The first result turned out to be an essay excerpt from a "buy a paper" site. I had never actually seen a purchased paper before. Since I went to college back in the dawn of prehistory (cough...wheeze) there weren't websites for ... well actually there weren't any websites at all, as far as I know. (the Internet existed though I hadn't yet heard of it, and I think the Web did not yet exist.) For sure there weren't websites where you could buy term papers. At the time I had heard rumors of "places" where one could buy finished papers on every topic imaginable, but had no idea how such a purchase would be made, nor any desire to find out. As far as I knew at the time, this rumor had about as much truth, and as much value, as CHUDs living in the tunnels under West Campus.
Anyway. This was my first look at a term paper for purchase and I have to say, I'm kind of appalled at how bad it is. Not just lacking in insight, but totally ungrammatical. The strange thing is that it starts out okay, and gradually devolves until the end of the excerpt is almost nonsensical.

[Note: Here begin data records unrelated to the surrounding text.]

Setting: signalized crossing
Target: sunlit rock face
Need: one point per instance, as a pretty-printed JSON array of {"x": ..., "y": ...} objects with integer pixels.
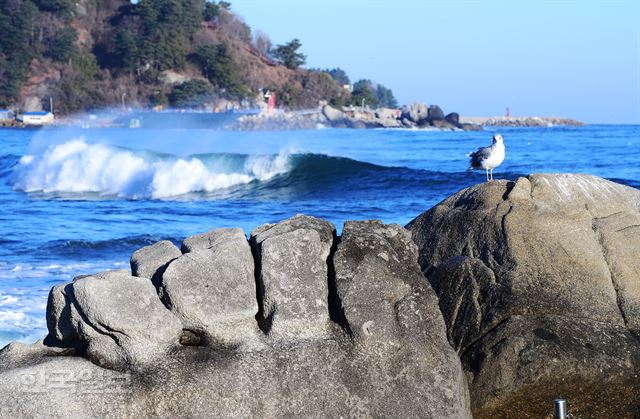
[{"x": 539, "y": 285}]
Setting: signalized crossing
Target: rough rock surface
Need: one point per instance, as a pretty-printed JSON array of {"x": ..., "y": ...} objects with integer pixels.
[
  {"x": 435, "y": 113},
  {"x": 292, "y": 284},
  {"x": 418, "y": 113},
  {"x": 211, "y": 287},
  {"x": 114, "y": 319},
  {"x": 151, "y": 261},
  {"x": 539, "y": 284},
  {"x": 378, "y": 347}
]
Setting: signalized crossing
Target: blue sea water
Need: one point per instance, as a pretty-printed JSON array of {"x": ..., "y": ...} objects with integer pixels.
[{"x": 78, "y": 201}]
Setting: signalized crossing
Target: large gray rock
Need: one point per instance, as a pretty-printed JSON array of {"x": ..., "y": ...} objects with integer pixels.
[
  {"x": 212, "y": 239},
  {"x": 539, "y": 284},
  {"x": 379, "y": 349},
  {"x": 151, "y": 261},
  {"x": 212, "y": 287},
  {"x": 392, "y": 312},
  {"x": 115, "y": 319},
  {"x": 417, "y": 113},
  {"x": 292, "y": 285},
  {"x": 435, "y": 113},
  {"x": 333, "y": 115}
]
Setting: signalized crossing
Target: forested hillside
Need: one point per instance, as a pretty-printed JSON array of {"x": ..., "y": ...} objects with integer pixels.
[{"x": 91, "y": 54}]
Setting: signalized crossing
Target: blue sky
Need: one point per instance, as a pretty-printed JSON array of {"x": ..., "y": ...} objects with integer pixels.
[{"x": 577, "y": 59}]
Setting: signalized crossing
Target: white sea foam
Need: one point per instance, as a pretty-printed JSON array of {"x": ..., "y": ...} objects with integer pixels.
[{"x": 77, "y": 166}]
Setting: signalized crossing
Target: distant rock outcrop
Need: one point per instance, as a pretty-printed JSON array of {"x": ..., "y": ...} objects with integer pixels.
[
  {"x": 348, "y": 328},
  {"x": 416, "y": 115},
  {"x": 521, "y": 121},
  {"x": 534, "y": 283},
  {"x": 539, "y": 284}
]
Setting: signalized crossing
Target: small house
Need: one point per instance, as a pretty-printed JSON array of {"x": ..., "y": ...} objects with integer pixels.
[
  {"x": 37, "y": 118},
  {"x": 6, "y": 114}
]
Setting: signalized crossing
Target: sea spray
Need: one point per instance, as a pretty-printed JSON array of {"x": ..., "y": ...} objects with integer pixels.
[{"x": 78, "y": 166}]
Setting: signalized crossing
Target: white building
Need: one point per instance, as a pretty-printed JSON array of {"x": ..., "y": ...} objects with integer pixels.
[
  {"x": 6, "y": 114},
  {"x": 37, "y": 118}
]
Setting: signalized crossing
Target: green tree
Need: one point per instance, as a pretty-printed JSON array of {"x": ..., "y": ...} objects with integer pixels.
[
  {"x": 191, "y": 93},
  {"x": 16, "y": 24},
  {"x": 386, "y": 97},
  {"x": 63, "y": 46},
  {"x": 364, "y": 93},
  {"x": 60, "y": 7},
  {"x": 218, "y": 66},
  {"x": 126, "y": 50},
  {"x": 288, "y": 54},
  {"x": 339, "y": 75}
]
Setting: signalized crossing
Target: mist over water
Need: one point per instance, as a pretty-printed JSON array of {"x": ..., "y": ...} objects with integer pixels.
[{"x": 78, "y": 201}]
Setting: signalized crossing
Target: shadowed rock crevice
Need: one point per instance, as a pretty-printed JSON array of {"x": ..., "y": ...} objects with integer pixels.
[
  {"x": 599, "y": 235},
  {"x": 264, "y": 320},
  {"x": 336, "y": 310}
]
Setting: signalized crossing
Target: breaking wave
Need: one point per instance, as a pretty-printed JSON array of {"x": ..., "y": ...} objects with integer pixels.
[{"x": 80, "y": 167}]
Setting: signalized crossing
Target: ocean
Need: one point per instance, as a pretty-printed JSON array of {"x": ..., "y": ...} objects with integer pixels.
[{"x": 77, "y": 201}]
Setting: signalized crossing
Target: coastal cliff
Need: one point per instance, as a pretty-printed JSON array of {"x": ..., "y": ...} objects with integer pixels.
[
  {"x": 416, "y": 115},
  {"x": 521, "y": 121},
  {"x": 493, "y": 303}
]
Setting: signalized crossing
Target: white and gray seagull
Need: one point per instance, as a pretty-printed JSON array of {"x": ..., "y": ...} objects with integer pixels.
[{"x": 488, "y": 158}]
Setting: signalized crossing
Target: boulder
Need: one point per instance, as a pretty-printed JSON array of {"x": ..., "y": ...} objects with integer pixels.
[
  {"x": 334, "y": 115},
  {"x": 151, "y": 261},
  {"x": 211, "y": 288},
  {"x": 389, "y": 310},
  {"x": 292, "y": 286},
  {"x": 379, "y": 347},
  {"x": 540, "y": 291},
  {"x": 442, "y": 124},
  {"x": 435, "y": 113},
  {"x": 417, "y": 113},
  {"x": 453, "y": 118},
  {"x": 114, "y": 319},
  {"x": 212, "y": 239},
  {"x": 470, "y": 127}
]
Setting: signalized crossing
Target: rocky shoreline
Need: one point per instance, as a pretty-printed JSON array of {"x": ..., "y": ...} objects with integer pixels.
[
  {"x": 522, "y": 121},
  {"x": 499, "y": 299},
  {"x": 412, "y": 116}
]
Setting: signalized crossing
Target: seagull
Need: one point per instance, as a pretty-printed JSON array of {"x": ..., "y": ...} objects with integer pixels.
[{"x": 488, "y": 158}]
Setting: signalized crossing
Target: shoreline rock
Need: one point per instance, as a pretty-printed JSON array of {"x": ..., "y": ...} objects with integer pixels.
[
  {"x": 414, "y": 116},
  {"x": 522, "y": 121},
  {"x": 349, "y": 328},
  {"x": 539, "y": 284},
  {"x": 496, "y": 301}
]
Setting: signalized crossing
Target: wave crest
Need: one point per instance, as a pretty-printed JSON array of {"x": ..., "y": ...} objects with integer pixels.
[{"x": 80, "y": 167}]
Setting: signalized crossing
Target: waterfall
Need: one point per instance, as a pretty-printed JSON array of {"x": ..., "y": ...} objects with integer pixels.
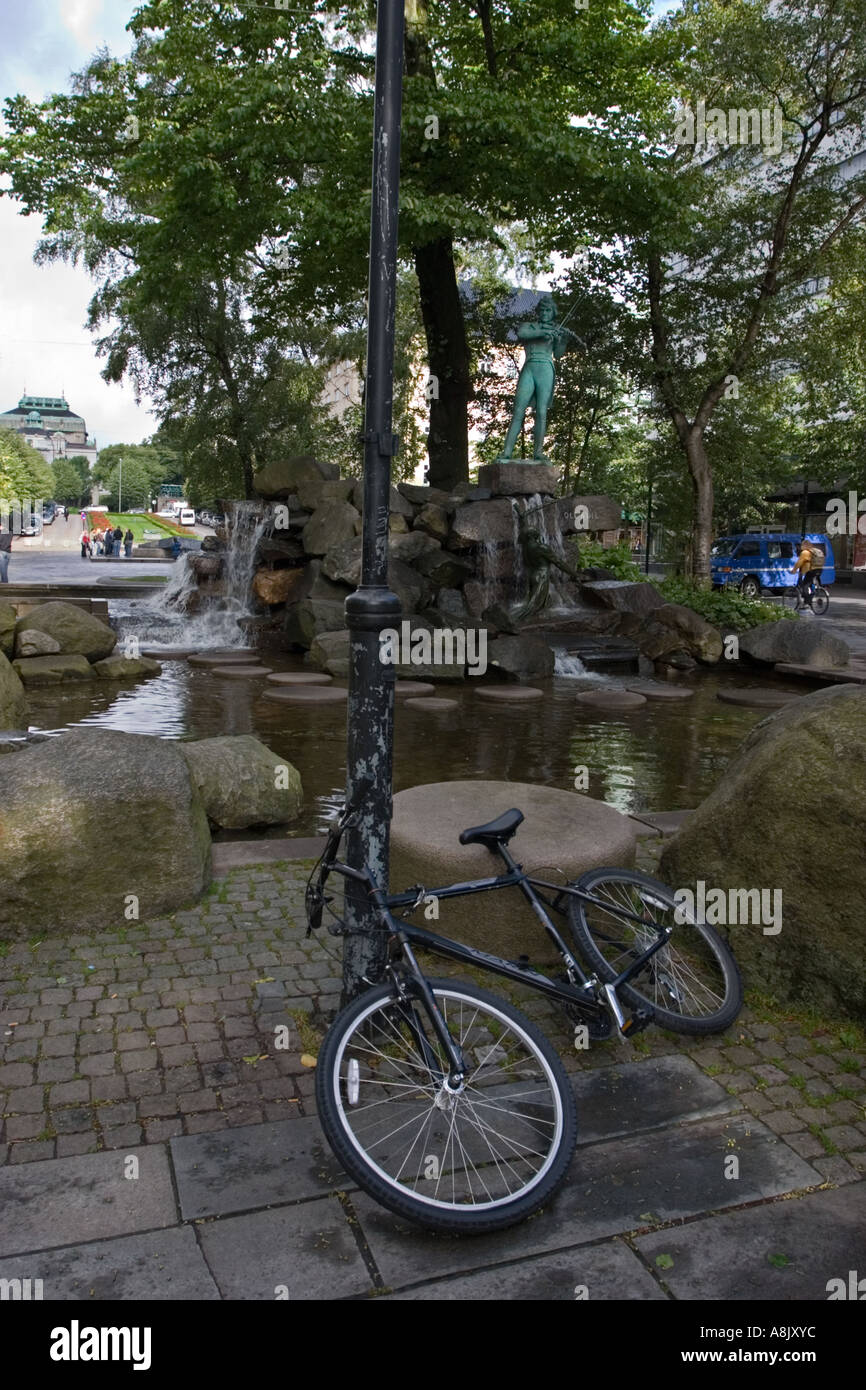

Examples: "He catch me a couple of times and thrashed me but I went to school just the same, and dodged him or outrun, but reckoned he'd go now to spite Pap," explained Huck when he had noticed that his father's actions had shows when Pap was envying of Huck being more educated than he is. Or: When alcohol entered into Pap body made him acts in a disapprobation manner.
I don't feel a whole lot of pity for students who buy papers, but still, anyone who paid for that got robbed. I've heard teachers say that they always know when a student turns in a paper they bought. Is this why, because the papers are so bad? It reads like it was run through a gibberifying machine. Maybe it was: maybe the excerpts are so bad to prevent people from copying them and using them for free. Maybe when you pay you get a clean, grammatical version of the paper. Their FAQ page doesn't say so, but it could be.
2 Comments
I'm not 100% sure the term "internet" had even been coined when you graduated--it seems to date to 1989. Tim Berners-Lee's first hypertext language was in 1980, but HTML wasn't until 1991. The CHUDs under West Campus weren't installed until 1993.
I graduated in 1990, but I think I didn't get net access until a year or so later. I can't honestly remember how I first heard of the internet. Maybe through Charles who had gotten an employee account at Duke. I remember I got my first account by pretending to work for him. I used to dial in to Duke and then telnet to whatever I wanted to do. MUSHing mostly. I definitely missed the CHUDs.